Clarice Sayle

This isn’t a poem; its not even the beginning

There comes a time when the choices we make have lasting consequences. I remember before that time, like when my best friend and I stayed home from elementary school, drank beer in the shower, and lit a bunch of shit on fire in the backyard. We got caught, of course. We got in trouble. But nothing burned down and no one got hurt, and now it’s just another funny story. If you ever meet my dad, ask him about blue eggs.

I remember when I started dating Josh. Our first date was Cinco de Mayo, so many years ago. We met at a bar where I didn’t drink and he got hammered, and I took him back to the house where I was dog sitting. I let him sleep it off on the couch while I took a shower, and when I came back out photos had been ripped from the walls and smashed, cabinet doors had been pulled off their hinges, and a computer monitor was completely broken. I looked at him in shock, and asked “What did you do?”
“The dog wouldn’t play with me” he said, as if that justified everything.
I paid for it all and those dog owners never called me back.
I wonder what my life would look like if I made the choice to walk away and never see him again. But I didn’t.

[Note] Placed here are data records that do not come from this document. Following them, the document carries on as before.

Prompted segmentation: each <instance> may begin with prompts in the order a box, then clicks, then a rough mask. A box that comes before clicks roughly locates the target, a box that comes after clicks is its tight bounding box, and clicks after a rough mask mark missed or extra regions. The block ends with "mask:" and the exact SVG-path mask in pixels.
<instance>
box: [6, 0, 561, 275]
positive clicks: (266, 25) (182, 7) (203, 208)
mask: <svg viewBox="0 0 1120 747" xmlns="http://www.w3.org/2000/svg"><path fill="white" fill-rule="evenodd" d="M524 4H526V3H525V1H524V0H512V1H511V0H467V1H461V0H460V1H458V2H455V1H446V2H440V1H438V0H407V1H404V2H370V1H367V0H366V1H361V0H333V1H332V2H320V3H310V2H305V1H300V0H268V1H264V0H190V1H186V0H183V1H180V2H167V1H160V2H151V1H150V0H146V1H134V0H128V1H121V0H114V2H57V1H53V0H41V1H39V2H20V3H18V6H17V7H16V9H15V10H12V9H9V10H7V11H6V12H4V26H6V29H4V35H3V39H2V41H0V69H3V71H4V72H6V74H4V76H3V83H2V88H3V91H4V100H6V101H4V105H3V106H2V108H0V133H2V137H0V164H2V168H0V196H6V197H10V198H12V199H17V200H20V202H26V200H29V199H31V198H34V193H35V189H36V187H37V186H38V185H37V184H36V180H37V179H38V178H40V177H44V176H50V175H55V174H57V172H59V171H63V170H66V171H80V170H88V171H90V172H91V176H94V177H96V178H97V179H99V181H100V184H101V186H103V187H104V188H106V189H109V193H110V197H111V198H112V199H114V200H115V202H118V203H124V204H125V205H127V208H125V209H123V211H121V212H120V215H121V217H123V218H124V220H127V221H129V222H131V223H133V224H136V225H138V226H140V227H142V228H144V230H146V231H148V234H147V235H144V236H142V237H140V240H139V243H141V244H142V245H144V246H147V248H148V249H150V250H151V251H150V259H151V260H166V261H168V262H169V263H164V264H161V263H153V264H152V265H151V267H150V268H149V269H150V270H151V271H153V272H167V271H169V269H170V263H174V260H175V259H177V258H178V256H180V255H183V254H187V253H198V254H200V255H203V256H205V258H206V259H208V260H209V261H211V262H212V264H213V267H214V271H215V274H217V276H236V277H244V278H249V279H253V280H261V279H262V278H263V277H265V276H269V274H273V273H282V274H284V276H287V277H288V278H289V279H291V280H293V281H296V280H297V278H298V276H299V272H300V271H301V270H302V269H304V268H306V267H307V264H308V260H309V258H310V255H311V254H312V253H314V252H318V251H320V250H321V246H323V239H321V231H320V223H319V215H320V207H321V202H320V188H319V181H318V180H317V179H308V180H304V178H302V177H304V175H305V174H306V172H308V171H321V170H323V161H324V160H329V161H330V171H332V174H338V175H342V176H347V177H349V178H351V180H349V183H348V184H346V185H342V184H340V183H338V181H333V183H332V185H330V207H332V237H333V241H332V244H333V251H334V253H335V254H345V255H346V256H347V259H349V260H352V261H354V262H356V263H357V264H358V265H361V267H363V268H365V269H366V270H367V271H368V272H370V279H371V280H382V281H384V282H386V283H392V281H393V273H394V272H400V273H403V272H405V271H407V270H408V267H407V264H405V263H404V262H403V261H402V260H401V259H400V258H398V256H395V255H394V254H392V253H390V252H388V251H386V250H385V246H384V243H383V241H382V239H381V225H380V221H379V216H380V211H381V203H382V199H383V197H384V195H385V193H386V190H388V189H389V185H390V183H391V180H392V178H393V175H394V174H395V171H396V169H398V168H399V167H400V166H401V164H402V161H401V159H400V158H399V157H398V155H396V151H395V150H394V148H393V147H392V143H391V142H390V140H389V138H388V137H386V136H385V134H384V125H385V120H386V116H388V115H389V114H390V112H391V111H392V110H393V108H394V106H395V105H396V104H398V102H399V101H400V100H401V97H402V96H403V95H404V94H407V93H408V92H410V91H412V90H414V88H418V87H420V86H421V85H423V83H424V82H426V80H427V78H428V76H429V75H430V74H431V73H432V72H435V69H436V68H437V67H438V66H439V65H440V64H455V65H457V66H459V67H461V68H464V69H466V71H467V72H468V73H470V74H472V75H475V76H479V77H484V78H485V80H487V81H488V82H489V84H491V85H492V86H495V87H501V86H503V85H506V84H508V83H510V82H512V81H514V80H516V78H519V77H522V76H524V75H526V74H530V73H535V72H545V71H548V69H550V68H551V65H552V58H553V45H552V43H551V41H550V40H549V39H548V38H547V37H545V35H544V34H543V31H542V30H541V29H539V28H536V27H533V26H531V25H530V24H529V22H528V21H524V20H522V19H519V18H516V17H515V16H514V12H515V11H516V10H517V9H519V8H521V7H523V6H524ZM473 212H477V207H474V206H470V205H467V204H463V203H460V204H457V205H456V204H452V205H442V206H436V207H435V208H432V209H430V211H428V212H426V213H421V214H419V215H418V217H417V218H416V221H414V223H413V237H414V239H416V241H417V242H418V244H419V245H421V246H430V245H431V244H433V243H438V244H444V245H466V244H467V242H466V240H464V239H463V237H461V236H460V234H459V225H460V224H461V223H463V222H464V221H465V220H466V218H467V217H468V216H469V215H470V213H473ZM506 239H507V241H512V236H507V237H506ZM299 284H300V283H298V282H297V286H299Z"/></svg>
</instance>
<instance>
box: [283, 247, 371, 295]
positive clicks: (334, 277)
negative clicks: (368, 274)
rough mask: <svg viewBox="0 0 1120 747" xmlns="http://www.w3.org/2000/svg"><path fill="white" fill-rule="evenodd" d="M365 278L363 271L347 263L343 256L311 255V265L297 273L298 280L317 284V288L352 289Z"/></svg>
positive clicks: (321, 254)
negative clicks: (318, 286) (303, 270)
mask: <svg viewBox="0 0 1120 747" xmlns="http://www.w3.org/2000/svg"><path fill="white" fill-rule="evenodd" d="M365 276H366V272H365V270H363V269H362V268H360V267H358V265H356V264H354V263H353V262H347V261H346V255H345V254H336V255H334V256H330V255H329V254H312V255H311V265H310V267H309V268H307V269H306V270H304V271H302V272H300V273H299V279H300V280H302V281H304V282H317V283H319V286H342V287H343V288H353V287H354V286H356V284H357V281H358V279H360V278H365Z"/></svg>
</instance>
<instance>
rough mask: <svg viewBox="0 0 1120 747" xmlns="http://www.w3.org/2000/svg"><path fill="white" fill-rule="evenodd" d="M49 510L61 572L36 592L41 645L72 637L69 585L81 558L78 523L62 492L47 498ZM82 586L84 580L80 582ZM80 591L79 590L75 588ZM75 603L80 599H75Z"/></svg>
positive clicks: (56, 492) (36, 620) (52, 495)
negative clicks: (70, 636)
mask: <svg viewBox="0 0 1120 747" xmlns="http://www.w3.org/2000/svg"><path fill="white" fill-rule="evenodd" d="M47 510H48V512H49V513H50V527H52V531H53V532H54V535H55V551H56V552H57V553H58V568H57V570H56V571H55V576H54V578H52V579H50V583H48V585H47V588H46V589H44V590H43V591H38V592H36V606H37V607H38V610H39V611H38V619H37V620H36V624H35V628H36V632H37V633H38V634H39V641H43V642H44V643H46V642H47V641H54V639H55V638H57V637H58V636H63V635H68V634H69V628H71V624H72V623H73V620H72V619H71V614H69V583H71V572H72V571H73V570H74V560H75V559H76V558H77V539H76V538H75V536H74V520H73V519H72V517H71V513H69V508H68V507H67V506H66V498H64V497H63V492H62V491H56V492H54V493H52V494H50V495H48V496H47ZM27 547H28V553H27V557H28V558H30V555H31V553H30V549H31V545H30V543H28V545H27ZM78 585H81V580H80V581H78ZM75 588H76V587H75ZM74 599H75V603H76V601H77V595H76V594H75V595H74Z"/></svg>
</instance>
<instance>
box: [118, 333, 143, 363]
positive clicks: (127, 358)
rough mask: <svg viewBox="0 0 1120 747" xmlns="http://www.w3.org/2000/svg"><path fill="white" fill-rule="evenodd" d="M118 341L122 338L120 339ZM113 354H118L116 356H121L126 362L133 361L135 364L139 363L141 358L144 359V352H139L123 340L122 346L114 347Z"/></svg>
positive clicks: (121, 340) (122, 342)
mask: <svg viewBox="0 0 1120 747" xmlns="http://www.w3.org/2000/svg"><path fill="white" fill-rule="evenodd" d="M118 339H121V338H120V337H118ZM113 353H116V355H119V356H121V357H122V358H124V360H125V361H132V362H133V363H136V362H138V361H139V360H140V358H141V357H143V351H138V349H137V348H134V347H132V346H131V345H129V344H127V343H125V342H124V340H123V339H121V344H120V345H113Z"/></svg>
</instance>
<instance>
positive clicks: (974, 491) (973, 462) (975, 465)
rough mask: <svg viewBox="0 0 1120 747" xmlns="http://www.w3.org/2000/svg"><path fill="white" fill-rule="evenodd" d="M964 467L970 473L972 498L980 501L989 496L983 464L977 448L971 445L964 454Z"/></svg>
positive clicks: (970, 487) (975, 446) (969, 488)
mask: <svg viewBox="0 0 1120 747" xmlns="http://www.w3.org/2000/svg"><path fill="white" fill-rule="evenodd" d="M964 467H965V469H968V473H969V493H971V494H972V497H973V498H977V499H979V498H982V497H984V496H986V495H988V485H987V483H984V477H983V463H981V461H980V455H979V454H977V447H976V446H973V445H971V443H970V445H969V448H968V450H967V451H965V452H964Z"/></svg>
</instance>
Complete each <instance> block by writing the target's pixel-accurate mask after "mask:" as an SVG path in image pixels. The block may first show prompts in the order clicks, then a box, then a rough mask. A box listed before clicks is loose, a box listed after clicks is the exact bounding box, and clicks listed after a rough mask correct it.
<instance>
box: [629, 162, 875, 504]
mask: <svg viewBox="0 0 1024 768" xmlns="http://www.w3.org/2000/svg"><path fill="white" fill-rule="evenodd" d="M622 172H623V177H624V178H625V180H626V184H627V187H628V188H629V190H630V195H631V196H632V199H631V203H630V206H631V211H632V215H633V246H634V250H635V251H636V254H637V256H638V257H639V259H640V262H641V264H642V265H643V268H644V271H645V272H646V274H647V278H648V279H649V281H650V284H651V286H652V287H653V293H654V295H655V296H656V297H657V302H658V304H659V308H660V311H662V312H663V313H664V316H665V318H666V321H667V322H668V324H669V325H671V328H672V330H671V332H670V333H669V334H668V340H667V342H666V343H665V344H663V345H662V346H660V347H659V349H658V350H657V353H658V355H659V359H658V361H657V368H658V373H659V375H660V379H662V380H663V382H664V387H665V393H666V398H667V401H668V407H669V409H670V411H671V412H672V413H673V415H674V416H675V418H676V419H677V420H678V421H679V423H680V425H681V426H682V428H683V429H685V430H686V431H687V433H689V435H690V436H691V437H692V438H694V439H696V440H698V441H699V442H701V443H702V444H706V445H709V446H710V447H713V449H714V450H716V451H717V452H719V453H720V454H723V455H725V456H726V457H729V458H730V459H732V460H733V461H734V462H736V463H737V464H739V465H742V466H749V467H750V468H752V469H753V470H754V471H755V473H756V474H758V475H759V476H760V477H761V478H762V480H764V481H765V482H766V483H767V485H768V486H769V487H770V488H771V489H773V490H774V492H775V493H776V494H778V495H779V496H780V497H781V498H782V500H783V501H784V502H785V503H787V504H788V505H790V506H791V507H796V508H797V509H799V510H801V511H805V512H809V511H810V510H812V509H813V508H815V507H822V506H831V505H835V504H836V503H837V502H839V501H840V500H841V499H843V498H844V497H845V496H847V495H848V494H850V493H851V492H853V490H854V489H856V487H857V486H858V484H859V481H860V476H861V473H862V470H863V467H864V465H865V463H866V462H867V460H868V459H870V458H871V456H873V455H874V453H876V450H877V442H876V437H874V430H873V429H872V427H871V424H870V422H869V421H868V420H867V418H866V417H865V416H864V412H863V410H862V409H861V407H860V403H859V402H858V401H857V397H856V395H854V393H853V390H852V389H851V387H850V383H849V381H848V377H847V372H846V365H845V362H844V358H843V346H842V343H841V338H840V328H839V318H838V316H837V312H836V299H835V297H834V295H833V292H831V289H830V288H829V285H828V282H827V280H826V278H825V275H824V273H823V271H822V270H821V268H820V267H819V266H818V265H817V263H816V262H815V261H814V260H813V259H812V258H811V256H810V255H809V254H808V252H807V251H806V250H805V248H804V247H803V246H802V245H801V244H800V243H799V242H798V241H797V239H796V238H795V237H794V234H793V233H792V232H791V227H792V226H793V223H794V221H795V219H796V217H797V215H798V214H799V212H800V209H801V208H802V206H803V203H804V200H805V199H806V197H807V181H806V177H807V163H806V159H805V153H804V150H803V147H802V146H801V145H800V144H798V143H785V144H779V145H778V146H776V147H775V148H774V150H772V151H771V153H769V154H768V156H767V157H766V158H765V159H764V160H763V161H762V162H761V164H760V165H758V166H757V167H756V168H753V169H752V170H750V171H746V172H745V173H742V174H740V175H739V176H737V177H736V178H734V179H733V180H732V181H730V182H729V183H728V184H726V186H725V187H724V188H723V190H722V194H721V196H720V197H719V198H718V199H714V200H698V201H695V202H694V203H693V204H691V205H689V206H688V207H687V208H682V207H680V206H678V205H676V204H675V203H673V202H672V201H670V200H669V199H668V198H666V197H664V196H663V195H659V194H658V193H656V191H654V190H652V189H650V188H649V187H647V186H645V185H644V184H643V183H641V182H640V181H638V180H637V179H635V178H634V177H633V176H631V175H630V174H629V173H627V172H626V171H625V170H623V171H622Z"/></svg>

In the year and half we dated, he was arrested three times for being violent with me. I know I’m messed up because I read that last sentence back and think “that’s not so bad.” I loved him for validating my terrible thoughts about myself. I felt like he saw me.

I wonder what would have happened had I not spent eighteen months with someone who routinely called me a stupid, worthless whore. Who showed his affection and remorse by stealing gummy worms from the Walgreens down the street and presenting them to me like I could suck all the sour out of our relationship, too.

It breaks my heart a little bit to think about the person I might be if I started caring just a little bit earlier, maybe after the blue eggs, before my choices had any real lasting consequences and the smoke from the fires I started just blew away.